A hermeneutic perspective can still remain positivist. That is, one can hold that an interpretation is objectively valid. An epistemological position which replaces objectivism is often called constructivism. Analyst and analysand together construct what is going on as well as what they believe has gone on. I believe a major current trend in psychoanalysis is the progressive development from a number of sides of a constructivist paradigm. The paradigm is much less discussed in the literature of medical psychoanalysis than in that of some psychoanalyst psychologists, mainly from the interpersonal and relational schools. The latter is an offshoot of the interpersonal school. It has recently established the new journal Psychoanalytic Dialogues under the leadership of Stephen Mitchell. My colleague Irwin Hoffman (1991), whose background is actually Freudian, is the major contributor to the development and implications of the new paradigm for the psychoanalytic situation.

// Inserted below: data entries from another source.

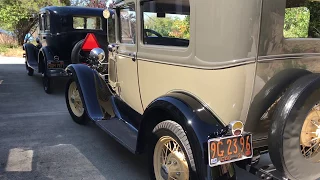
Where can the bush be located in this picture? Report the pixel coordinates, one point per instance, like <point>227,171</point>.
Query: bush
<point>9,46</point>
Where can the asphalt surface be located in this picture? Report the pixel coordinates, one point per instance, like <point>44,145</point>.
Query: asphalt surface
<point>39,140</point>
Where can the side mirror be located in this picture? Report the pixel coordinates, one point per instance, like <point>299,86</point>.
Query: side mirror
<point>97,55</point>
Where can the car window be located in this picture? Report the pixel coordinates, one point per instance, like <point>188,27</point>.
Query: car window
<point>302,19</point>
<point>111,29</point>
<point>87,22</point>
<point>47,22</point>
<point>166,22</point>
<point>128,24</point>
<point>41,22</point>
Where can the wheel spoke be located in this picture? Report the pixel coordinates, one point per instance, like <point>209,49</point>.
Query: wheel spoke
<point>310,148</point>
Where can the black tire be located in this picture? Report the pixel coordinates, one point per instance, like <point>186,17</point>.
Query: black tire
<point>75,58</point>
<point>46,81</point>
<point>175,131</point>
<point>30,71</point>
<point>286,126</point>
<point>269,94</point>
<point>79,120</point>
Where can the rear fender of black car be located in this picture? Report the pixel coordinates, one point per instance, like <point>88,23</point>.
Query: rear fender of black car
<point>197,121</point>
<point>92,89</point>
<point>31,52</point>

Analyst and analysand together construct their relationship as the process goes on, not out of whole cloth, of course, as is conveyed by the expression ‘anything goes’, often employed by those antagonistic to the constructivist position. A construction is, of course, also rooted in what the two participants bring to their interaction. Lest the concept of constructivism seem to you a foreign graft onto psychoanalysis, I quote from Hartmann’s (1958) monograph on adaptation: ‘ … the crucial adaptation man has to make is to the social structure, and his collaboration in building it’ (p. 31). The patient collaborates in building the analyst and the analyst collaborates in building the patient.

It is impossible to exaggerate how much the actual conduct of an analysis is affected in the work of an analyst who changes his view from a natural science objectivist epistemology to a hermeneutic-constructivist epistemology. The concepts of transference, countertransference, resistance, counterresistance, regression, neutrality and interpretation are all changed when seen in the light of an epistemology which holds that analysis is a mutual interaction between analyst and analysand in which all conclusions are held subject to revision in accordance with the pervasive ambiguity of human interpersonal interaction, especially in consideration of the discovery by Freud that such interaction takes place simultaneously, consciously, preconsciously and unconsciously. A constructivist position, again as Hoffman (1991) has especially made explicit, also becomes dialectical. Any proposition may conceal its reverse.

At the same time, it is impossible to exaggerate how widely an analyst’s actual conduct of an analysis may deviate from his professed principles. The closed door of the consulting room makes it possible for this discrepancy to remain unseen and unabated. This is not necessarily a matter of bad faith. If the analyst does not recognize his own continuing personal involvement in the process, he may honestly consider himself essentially neutral and objective. Our case reports, highly abbreviated and selective accounts of years of analysis, are considered to demonstrate the validity of our theories when they are essentially illustrations of our ability to tell a story that fits with our theory.

It might be thought that an analyst functioning in the perspective I have been describing would feel no solid ground under his feet, would never feel certain that he was seeing correctly. I do not believe that is the case although it is conceivable that an analyst with serious obsessional leanings would find himself in such a predicament. An analyst can still proceed with relatively secure confidence in his judgment if he has the perspective that his insight may be selective and partial, but that doesn’t mean it’s only one speculation as good as any other.